» Czw lut 22, 2007 14:54
Zosia
A ja mam takie przemyslenia:
Problem z Zośką nie zacząl się dzień przed jej smiercią.To trwalo, Ed byl u weta,wet radził sterylke, rozmawial ze znajomymi, szukał domu, którego nie znalazl.
Pisze:maluchy bezpieczne(a jego dzieci, to nie maluchy!!!)
Nie liczyl sie wtedy z uczuciami dzieci i zony.Pozbywal sie problemu.
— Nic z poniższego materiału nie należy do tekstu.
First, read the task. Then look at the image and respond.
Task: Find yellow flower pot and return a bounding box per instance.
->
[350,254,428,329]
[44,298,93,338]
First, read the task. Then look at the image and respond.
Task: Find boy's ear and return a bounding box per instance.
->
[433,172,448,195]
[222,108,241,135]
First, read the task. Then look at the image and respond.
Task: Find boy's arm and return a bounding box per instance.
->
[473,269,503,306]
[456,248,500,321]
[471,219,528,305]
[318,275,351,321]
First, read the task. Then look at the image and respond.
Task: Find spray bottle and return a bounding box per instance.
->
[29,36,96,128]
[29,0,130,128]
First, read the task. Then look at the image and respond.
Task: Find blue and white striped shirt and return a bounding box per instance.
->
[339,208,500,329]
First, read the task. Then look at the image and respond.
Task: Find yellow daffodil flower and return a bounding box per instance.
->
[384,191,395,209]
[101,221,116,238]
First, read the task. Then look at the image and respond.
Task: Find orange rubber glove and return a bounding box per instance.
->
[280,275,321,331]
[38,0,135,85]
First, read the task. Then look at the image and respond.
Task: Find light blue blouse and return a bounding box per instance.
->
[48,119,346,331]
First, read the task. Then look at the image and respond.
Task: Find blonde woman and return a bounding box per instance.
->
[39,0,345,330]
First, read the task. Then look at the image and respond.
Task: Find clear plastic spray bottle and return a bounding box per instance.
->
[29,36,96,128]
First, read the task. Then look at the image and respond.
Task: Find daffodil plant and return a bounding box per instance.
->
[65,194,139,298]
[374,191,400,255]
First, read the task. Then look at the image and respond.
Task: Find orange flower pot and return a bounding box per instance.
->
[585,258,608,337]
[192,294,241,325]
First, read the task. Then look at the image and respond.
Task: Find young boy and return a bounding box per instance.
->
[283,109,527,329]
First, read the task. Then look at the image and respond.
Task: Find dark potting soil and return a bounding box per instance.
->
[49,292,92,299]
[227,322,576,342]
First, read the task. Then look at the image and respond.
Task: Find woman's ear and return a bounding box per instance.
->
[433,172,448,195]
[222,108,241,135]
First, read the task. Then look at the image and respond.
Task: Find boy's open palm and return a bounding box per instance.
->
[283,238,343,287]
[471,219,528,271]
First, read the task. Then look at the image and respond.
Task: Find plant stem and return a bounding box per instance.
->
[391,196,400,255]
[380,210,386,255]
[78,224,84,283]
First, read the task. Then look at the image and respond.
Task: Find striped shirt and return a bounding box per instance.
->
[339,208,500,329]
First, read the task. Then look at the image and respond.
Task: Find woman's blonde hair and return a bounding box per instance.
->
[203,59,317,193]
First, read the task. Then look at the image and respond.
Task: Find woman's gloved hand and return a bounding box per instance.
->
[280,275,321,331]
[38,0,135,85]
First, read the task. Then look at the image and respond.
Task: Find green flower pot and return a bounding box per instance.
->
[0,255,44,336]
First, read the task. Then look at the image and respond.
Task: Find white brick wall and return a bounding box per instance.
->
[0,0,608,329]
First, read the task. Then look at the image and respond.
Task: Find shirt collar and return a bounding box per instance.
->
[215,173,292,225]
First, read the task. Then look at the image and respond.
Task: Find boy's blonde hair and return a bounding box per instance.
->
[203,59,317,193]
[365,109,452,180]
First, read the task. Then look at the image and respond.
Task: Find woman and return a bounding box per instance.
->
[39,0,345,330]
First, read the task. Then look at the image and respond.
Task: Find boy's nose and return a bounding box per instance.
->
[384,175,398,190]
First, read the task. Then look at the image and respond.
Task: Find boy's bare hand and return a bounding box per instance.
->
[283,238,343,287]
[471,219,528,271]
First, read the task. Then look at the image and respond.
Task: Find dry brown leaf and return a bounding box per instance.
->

Zabil ją, patrząc na jej śmierć(albo i nie, bo moze nie stac go bylo na przytulenie jej w ostatnim momencie) wiedzial co robi.
To nie byla zbrodnia w afekcie!!!
A czemu znalazl się na forum? Wyrzuty sumienia?, teraz zrozumial ze byl glupi , chcial sie podzielic ,bo wtedy latwiej?
Skąd dowiedzial się o miau ?Gdyby wczesniej wiedzial, to poradził by się przed zbrodnią.Podejrzewam ze chcial poszukac nowego kota, ktory daje się głaskac, bo Zoska nie dala?Chcial uspokoić sumienie by ktoś moze by go poparl, zrozumial.Teraz jest taki wylewny i znajduje zrozumienie,wspólczucie.
Mam nadzieję ze Ci którzy placzą, rozczulają się nad Zosią i Eda dziećmi tylko, bo facet dorosły i wiedział co robi .
Nie jest dobrym i madrym czlowiekiem , jak ktos napisał, tylko pewnie
apodyktycznym cholerykiem, czemu nie chcial sprobowac ze sterylką
jak radził mu wet, czy to byla wspólna z zona decyzją?
Chcial szybko i natychmiast pozbyc sie problemu
a teraz ma czas na czytanie i przyznawanie się ,że zle zrobil?
Ed, wybacz, ale wg mnie nie jesteś dojrzalym , rozsądnym facetem.
Piszesz ze brakuje Ci Zosi,ze wczesniej koty były Ci obojętne, a teraz
jak kotki juz nie ma , nie są obojętne.
Masz w sobie coś z masochisty , niestety.